Although Wisconsin requires post-election manual audits, its audits are conducted by the same persons who initially count and process ballots; and the manual audit sample size is grossly insufficient to verify the accuracy of close contests like this one. In Wisconsin, a recount does not involve a 100% manual count of all ballots, but rather allows the same persons who conducted the initial count to re-count the ballots using the same machines again. The public is usually not able to verify that ballots are not tampered with, substituted, stuffed, and so forth because election officials adhere to the principle of keeping ballots secure from public by keeping security procedures secret and unverifiable by the public. The security-by-obscurity principle makes it easy for insiders within any system to undetectably produce errors, deliberately or by mistake.

In addition, only one state in the U.S. New Mexico, publicly reports its vote tallies broken out by ballot type. In all other U.S. states, vote padding for one candidate in one type of ballot and undercounting votes in another type of ballot for an opposing candidate are hidden by adding the two results together. As long as the amount of vote stuffing for one candidate is less than the number of undervotes for another, the evidence of both problems is hidden in the aggregated tallies.

Other countries would do well not to follow the lead of the U.S. in using trade secret electronic vote-counting devices allowing fraudulent vote manipulation to become virtually undetectable.

This election is high stakes and close enough to merit a full manual recount of ballots in all Wisconsin counties that are immediately secured by a court, regardless of which party is reported to win.

The losing candidate should ask for a detailed list of tallies from each county, broken out by ballot type and counting method and examine all precinct poll book records and absentee ballot envelopes voter signatures, counting to try to evaluate whether the number of voters voting equals the number of ballots cast, and to detect any anomalies in the poll book records.

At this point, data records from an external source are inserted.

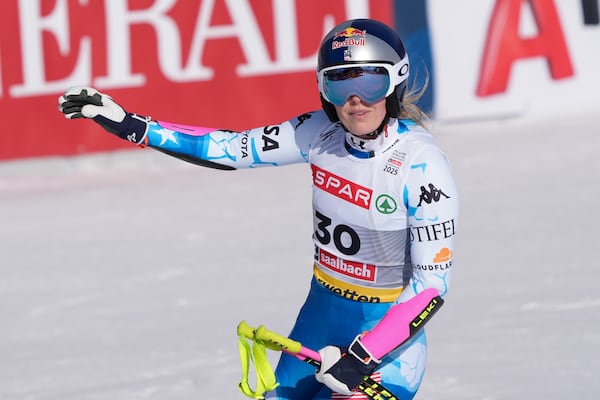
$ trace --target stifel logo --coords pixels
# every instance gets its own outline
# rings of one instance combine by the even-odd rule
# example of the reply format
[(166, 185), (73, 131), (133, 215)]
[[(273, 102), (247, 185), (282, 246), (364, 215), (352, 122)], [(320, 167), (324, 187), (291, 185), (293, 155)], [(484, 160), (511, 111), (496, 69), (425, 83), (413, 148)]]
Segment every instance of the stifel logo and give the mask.
[(311, 168), (313, 183), (316, 187), (354, 205), (369, 209), (373, 190), (332, 174), (314, 164), (311, 164)]
[(344, 260), (323, 249), (319, 249), (319, 264), (354, 279), (375, 282), (376, 267), (372, 264)]

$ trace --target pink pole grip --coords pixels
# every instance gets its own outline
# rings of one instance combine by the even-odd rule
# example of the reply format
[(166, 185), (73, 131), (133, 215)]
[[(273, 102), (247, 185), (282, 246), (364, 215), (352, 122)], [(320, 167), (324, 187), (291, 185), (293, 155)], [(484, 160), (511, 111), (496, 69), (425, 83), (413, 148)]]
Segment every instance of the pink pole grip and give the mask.
[(439, 293), (425, 289), (412, 299), (388, 310), (379, 323), (361, 339), (363, 346), (379, 360), (410, 338), (410, 324)]

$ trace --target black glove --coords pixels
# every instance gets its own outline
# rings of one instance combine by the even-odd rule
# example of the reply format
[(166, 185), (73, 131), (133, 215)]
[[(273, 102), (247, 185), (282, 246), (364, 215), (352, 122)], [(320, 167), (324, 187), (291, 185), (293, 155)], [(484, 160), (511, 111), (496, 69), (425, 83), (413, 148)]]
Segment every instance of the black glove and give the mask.
[(315, 373), (317, 381), (334, 392), (351, 395), (365, 376), (371, 375), (381, 360), (371, 356), (357, 336), (346, 351), (337, 346), (319, 350), (321, 367)]
[(114, 100), (86, 86), (69, 88), (58, 98), (58, 109), (65, 118), (91, 118), (121, 139), (139, 144), (146, 135), (149, 118), (126, 112)]

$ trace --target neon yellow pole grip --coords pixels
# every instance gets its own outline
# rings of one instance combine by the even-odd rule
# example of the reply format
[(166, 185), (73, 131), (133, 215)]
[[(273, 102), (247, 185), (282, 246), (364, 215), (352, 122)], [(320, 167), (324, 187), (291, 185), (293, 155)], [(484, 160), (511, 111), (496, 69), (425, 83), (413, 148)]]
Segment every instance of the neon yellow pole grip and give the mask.
[[(275, 389), (278, 383), (275, 379), (275, 373), (267, 359), (267, 345), (260, 339), (254, 337), (255, 329), (245, 321), (238, 325), (238, 349), (240, 352), (240, 361), (242, 364), (242, 379), (238, 385), (240, 391), (253, 399), (264, 399), (264, 394)], [(248, 339), (253, 341), (252, 347)], [(248, 382), (250, 365), (254, 361), (256, 370), (256, 389), (253, 390)]]
[(272, 350), (280, 350), (293, 354), (298, 354), (302, 350), (300, 342), (270, 331), (264, 325), (256, 328), (254, 339), (264, 342)]

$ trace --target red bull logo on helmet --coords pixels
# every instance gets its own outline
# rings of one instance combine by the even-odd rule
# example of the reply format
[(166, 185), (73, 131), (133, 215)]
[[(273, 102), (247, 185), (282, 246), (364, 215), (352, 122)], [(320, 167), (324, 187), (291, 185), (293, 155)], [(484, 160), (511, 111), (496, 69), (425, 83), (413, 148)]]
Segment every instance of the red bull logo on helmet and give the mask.
[[(358, 37), (357, 37), (358, 36)], [(365, 37), (367, 31), (356, 28), (346, 28), (333, 35), (333, 42), (331, 42), (331, 49), (339, 49), (341, 47), (348, 46), (364, 46), (366, 43)], [(339, 41), (337, 39), (343, 38), (344, 40)]]

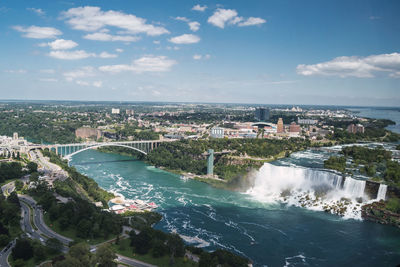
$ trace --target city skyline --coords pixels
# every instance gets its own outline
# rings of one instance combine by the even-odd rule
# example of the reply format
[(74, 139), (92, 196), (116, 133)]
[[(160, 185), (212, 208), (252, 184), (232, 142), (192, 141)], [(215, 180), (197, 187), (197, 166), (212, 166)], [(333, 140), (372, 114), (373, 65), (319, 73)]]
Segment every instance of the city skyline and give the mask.
[(396, 1), (2, 1), (2, 99), (399, 106)]

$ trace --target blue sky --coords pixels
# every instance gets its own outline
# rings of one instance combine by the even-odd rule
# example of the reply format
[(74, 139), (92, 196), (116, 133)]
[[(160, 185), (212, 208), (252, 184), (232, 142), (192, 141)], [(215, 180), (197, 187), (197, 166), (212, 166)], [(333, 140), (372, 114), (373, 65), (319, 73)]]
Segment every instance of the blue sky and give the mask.
[(399, 1), (0, 1), (0, 99), (399, 106)]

The candidate should also manually count and examine ballots forensically in order to try to detect possible ballot box stuffing, tampering, or substitution which may have occurred before, during, or after the election. Ideally, someone familiar with post-election auditing and forensic analysis of election records should assist the candidate.

Statement by Ramona Kitzinger, member of Waukesha Board of Canvassers since 2004
Monday, April 11, 2011
http://www.orchidforchange.com/parties/waukeshadems.com/ht/display/ArticleDetails/i/1343504

Waukesha County reported highly unusual 97% voter turnout in the 2004 election. The number of voters casting ballots in the current election could be verified against the number of votes in a forensic analysis:

http://www.waukeshacounty.gov/uploadedFiles/Media/List_Documents/County_Clerk/2004_Official_Election_Results/Summary_Report_Nov2_2004.lst

Comments by Bev Harris are apt:
Bev Harris 9:29pm Apr 15

Kathy Nickolaus is ruled out in terms of tampering with ballot counts from Brookfield for last week’s election. The City of Brookfield posted its results on Election Night, and the belated results sent by Kathy Nickolaus are identical to those posted on Election Night. Regardless of whatever illegal, uncertified, murky little data system Nickolaus uses, she was not in a position to alter the Brookfield count. Now the Brookfield City Clerk — that’s another matter. Like all other town and city clerks in Wisc. she and insiders who work for her WERE in a position to have their way with the election. But that swings both ways. Milwaukee is notorious for election tampering and it swings Dem. So for those wanting recounts, be careful what you ask for.